A muralha de água colidiu com a central nuclear de Fukushima, na costa nordeste, causando uma fusão devastadora dos reatores.

Na altura, o jovem estudioso Haraguchi, que cresceu em Osaka, bem longe dali, temia que a radiação tornasse todo o país inabitável.

Mas agora, com 25 anos, o novo habitante da cidade rural de Okuma diz acreditar no futuro da região de Fukushima.

“Todos conhecem o acidente nuclear. Mas poucas pessoas conhecem esta zona e a forma como está a seguir em frente”, disse Haraguchi à AFP, com a pele bronzeada pelo trabalho agrícola.

“Ao cultivar kiwis aqui, quero despertar o interesse das pessoas e mostrar como é realmente Fukushima hoje em dia.”

A região de Fukushima é famosa pelas suas frutas deliciosas — de peras a pêssegos —, mas o desastre nuclear levou muitos japoneses a evitar os produtos cultivados lá.

Mais de 14 anos depois, após um extenso processo de descontaminação que incluiu a remoção de camadas de solo agrícola, as autoridades garantem que os alimentos da região são seguros, tendo sido rigorosamente testados quanto à radioatividade.

No ano passado, pêssegos de Fukushima foram vendidos nos armazéns Harrods, em Londres, enquanto no Japão alguns consumidores passaram a comprar produtos da região para apoiar os agricultores locais.

“A segurança está comprovada”, disse Haraguchi, que frequentemente usa um chapéu de pescador estampado com kiwis. “Acho importante que façamos isto aqui.”

Começar do zero

Haraguchi estudou engenharia de software na universidade, mas sempre sonhou tornar-se agricultor de fruta.

Visitou Okuma pela primeira vez em 2021, num evento destinado a estudantes, e conheceu habitantes locais que procuravam relançar a produção de kiwis como forma de reconstruir a comunidade.

Conheceu também um agricultor veterano, que se mudou após o desastre e cujo sabor intenso dos kiwis o deixou impressionado.

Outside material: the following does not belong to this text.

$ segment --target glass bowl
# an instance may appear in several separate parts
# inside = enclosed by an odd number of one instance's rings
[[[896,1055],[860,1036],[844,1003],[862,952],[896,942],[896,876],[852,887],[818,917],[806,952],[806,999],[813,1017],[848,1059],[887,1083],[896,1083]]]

Inspirado, Haraguchi voltou muitas vezes para fazer investigação antes de lançar o seu projeto, chamado ReFruits, com um sócio que se formou recentemente numa universidade de Tóquio.

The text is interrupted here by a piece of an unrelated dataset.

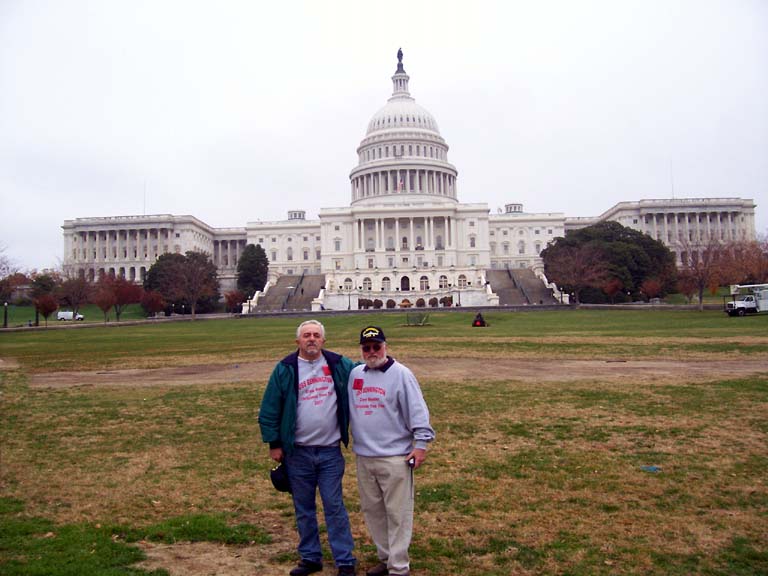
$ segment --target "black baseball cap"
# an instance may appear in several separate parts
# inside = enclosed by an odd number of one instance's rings
[[[366,326],[360,332],[360,344],[364,342],[386,342],[387,338],[384,336],[384,330],[378,326]]]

Juntos, gerem 2,5 hectares de terreno e esperam colher os primeiros kiwis no próximo ano.

Para Haraguchi, a destruição sofrida pela região de Fukushima não representa um obstáculo, mas sim uma oportunidade.

“Como tudo chegou a zero, temos agora a possibilidade de testar novas ideias desafiantes”, afirmou.

Após o desastre, a contaminação radioativa obrigou os 11.000 habitantes de Okuma a abandonar as suas casas.

No total, em toda a região de Fukushima, cerca de 80.000 pessoas foram evacuadas por ordem das autoridades, enquanto outras 80.000 saíram voluntariamente.

Desde então, os reatores da central afetada foram estabilizados, embora os trabalhos de desmantelamento devam durar várias décadas.

Partes de Okuma, anteriormente interditas, foram consideradas seguras para o regresso de residentes em 2019.

Apenas uma pequena parte da população original voltou — mas novos habitantes, como Haraguchi, estão a instalar-se, aproveitando os subsídios do governo para habitação e apoio a negócios.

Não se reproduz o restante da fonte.